En fuite à l’étranger, le patron de la Soreplast n’a pas été entendu. L’instruction a visé 26 personnes, toujours en attente d’un jugement, pour avoir contribué à introduire en Tunisie 7 900 tonnes de déchets non-recyclables.

Très déterminées, les autorités tunisiennes n’ont rien lâché et ont conclu un accord avec l’Italie pour la réexpédition des déchets de la SRA, en attendant une éventuelle indemnisation. « Il aurait fallu aller plus loin », tempête un écologiste tunisien qui voit derrière cette affaire, et bien d’autres, rien de moins que la main de la mafia. Il en veut pour preuve l’incendie inexpliqué du dépôt de la Soreplast fin décembre 2021 qui a réduit en fumée le chargement de 69 des 282 conteneurs de la SRA.

Les Italiens sont très actifs dans le secteur et traitent les déchets avec la Tunisie depuis 1999. Ils connaissent les procédures et savent comment les contourner

Majdi Karbai, député d’Attayar, avait fait de ce dossier son cheval de bataille avant la suspension de l’activité parlementaire le 25 juillet 2021. Il a notamment signalé, sans toutefois être entendu par le ministère public tunisien, que les tribunaux italiens conseillaient, après que la commission parlementaire italienne de lutte contre la mafia eut entendu les magistrats instructeurs, de faire intervenir des instances internationales pour démanteler les réseaux mafieux impliqués.

L’élu fait mention d’autres affaires du genre et évoque l’existence de déchetteries clandestines. Sous couvert d’anonymat, un ancien militant associatif assure qu’au prétexte d’activités de protection de l’environnement, de nombreuses entreprises et associations ont été soutenues par des bailleurs de fonds internationaux qui n’ont pas été toujours regardants sur la nature des projets.
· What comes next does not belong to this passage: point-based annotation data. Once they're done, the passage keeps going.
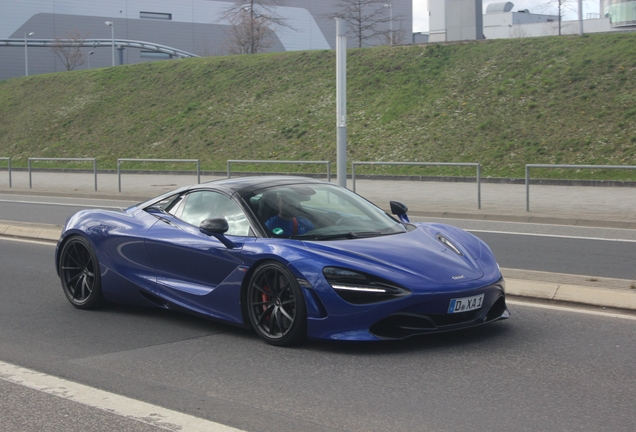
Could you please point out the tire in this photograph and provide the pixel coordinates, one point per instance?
(276, 305)
(80, 274)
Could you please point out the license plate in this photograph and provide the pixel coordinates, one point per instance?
(465, 304)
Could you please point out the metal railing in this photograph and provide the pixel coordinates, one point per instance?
(65, 160)
(528, 166)
(120, 160)
(459, 164)
(8, 168)
(328, 163)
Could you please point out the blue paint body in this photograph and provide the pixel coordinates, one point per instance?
(156, 259)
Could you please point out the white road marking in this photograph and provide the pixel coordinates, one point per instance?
(23, 240)
(64, 204)
(551, 235)
(571, 309)
(125, 407)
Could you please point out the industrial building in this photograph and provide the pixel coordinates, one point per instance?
(151, 30)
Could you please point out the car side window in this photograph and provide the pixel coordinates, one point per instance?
(201, 205)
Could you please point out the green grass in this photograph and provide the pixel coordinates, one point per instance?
(503, 103)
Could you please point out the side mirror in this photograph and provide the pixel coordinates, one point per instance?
(399, 209)
(217, 227)
(214, 226)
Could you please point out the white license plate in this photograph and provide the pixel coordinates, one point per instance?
(465, 304)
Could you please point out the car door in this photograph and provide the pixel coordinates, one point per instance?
(192, 267)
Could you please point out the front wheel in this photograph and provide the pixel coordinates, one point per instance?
(79, 272)
(276, 305)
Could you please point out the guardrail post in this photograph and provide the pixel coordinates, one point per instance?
(353, 175)
(479, 186)
(8, 159)
(95, 171)
(527, 188)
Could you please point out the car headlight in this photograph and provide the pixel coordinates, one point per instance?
(359, 288)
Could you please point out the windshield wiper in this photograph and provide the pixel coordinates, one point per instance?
(347, 235)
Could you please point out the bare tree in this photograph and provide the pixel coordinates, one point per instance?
(396, 37)
(366, 19)
(69, 49)
(248, 34)
(253, 23)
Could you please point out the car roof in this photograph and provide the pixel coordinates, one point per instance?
(245, 185)
(239, 185)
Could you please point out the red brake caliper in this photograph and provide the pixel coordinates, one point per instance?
(265, 298)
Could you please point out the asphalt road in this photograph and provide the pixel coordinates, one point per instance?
(543, 369)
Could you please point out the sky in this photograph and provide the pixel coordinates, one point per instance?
(420, 14)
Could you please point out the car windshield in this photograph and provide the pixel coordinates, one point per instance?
(319, 212)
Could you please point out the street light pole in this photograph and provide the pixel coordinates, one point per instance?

« Les Italiens sont très actifs dans le secteur et traitent les déchets avec la Tunisie depuis 1999. Ils connaissent les procédures et savent comment les contourner » ajoute-t-il. « Quand on voit les opérations d’enfouissement des déchets autour de la lagune de Sejoumi [banlieue sud de Tunis] et qu’on note une augmentation des cancers, il faut aller au-delà des simples interrogations », assène celui qui appelle à une mobilisation citoyenne.